Comparing Flux and Argo in real life

2024-10-23 | kubernetes, infrastructure, devops, gitops, flux

When I did initial research on these two GitOps tools a couple of years ago, I went through several comparison articles that looked at the key features - often in the form of a table. Today, neither has glaring omissions, and you can’t go wrong picking either one - but what I thought was missing from the comparisons was some perspective on how it “feels” to use the two tools, what their main differences are in actual daily usage. Here are my thoughts after using Flux for a couple of years and Argo for the past year.

Overview of how Flux and Argo store state and how they expose it #

A ‘complete’ Flux installation comes with a large number of CRDs - GitRepository, HelmRepository, Kustomization, HelmRelease, HelmChart, and many more. Argo, on the other hand, installs only three - AppProject, Application and ApplicationSet. Flux containers are largely stateless and store information in the CRDs; Argo also stores some information in the CRDs but brings its own Redis instance.

Because of the (semi-)independent nature of each of the Flux controllers, the way they work together is almost entirely via the custom resource definitions, and this, in my opinion makes understanding the state of the system straightforward - if I want to know anything about the system, I look at the resources relevant to that CRD. This is how Kubernetes itself works, resources interacting with controllers. With Argo, observing the state of the system is almost always done in the UI, or by viewing the logs of the relevant Argo containers.
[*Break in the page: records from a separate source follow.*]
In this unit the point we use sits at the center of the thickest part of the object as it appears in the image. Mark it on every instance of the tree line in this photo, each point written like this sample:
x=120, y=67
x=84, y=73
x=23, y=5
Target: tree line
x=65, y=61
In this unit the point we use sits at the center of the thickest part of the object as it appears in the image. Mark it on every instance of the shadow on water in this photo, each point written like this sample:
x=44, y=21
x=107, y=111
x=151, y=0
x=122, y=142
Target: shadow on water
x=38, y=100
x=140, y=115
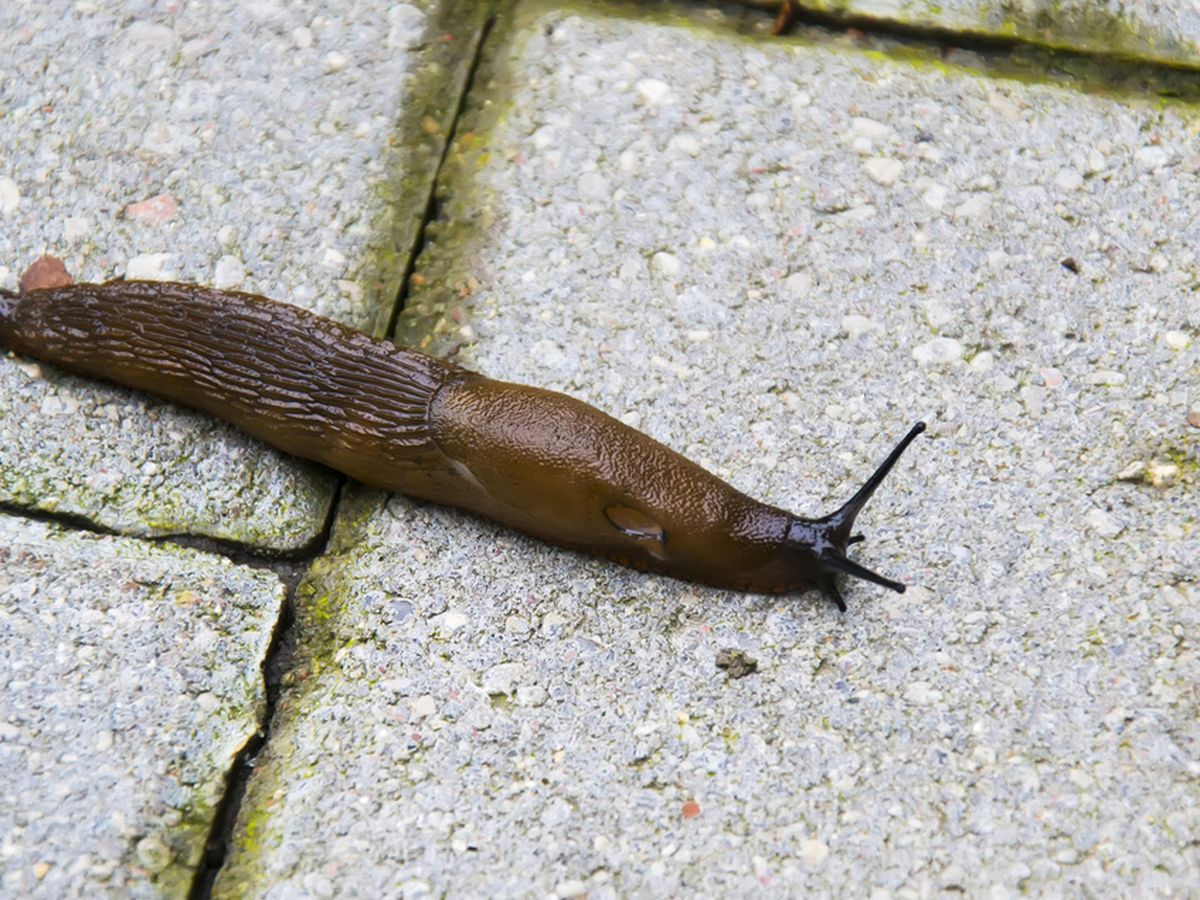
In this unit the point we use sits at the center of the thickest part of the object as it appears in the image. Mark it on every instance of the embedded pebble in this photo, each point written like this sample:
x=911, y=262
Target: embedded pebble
x=814, y=851
x=1068, y=180
x=154, y=210
x=1162, y=474
x=798, y=283
x=1176, y=340
x=75, y=227
x=150, y=267
x=983, y=361
x=883, y=169
x=531, y=695
x=10, y=196
x=1133, y=472
x=922, y=694
x=652, y=91
x=228, y=273
x=593, y=186
x=934, y=197
x=666, y=264
x=856, y=325
x=503, y=678
x=870, y=129
x=1150, y=157
x=424, y=706
x=1105, y=378
x=153, y=855
x=687, y=144
x=975, y=207
x=160, y=138
x=939, y=352
x=1103, y=523
x=937, y=313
Basic troubleshooting scenario #

As an example, imagine the following scenario:

You want to add a new Git repository to sync from to your cluster;
The new repository contains a deployment manifest like Application for argo, or HelmRelease+HelmRepository for Flux;

In Flux, in terms of resources, we would create:

A standard Secret resource with e.g. Git SSH or user/pass credential - ref
GitRepository resource that has the URL of the repo, and refers to the secret created above - ref
A HelmRepository pointing to the relevant Helm repository
A HelmRelease which Flux then uses to install the app (specifies the chart, chart version, and values)

In Argo, we would create:

A standard Secret with the credentials to the desired repo - ref
An Application resource (see example) that:
- Defines the URL of the git repository in question
- Defines the relevant Helm repository
- Defines the desired chart, chart version, and values

Because Flux splits the parts of the GitOps process transparently between different custom resources, it is easy for an administrator to observe what part of the process is failing - and just as straightforward to implement a precise fix. As an example, let’s take a look at a few common problems, as well as how one would spot them and how one would address them:

incorrect Helm repo reference, e.g. repo doesn’t exist;
attempt to install a Helm chart version that doesn’t exist;
manifests of the chart themselves have a syntax error that prevents an apply from succeeding;

In Argo, there are only two places to spot issues: The UI, or looking at the Application CRD. If ‘something’ is broken, the Application in question is always in an error state - you then have to inspect relevant events to it to find out what’s wrong. Seeing that an Application is out of sync or in unhealthy status tells you very little by itself. Fixing (1) and (2) both require editing the Application resource; (3) needs to be fixed outside Argo but its errors also show up in Application.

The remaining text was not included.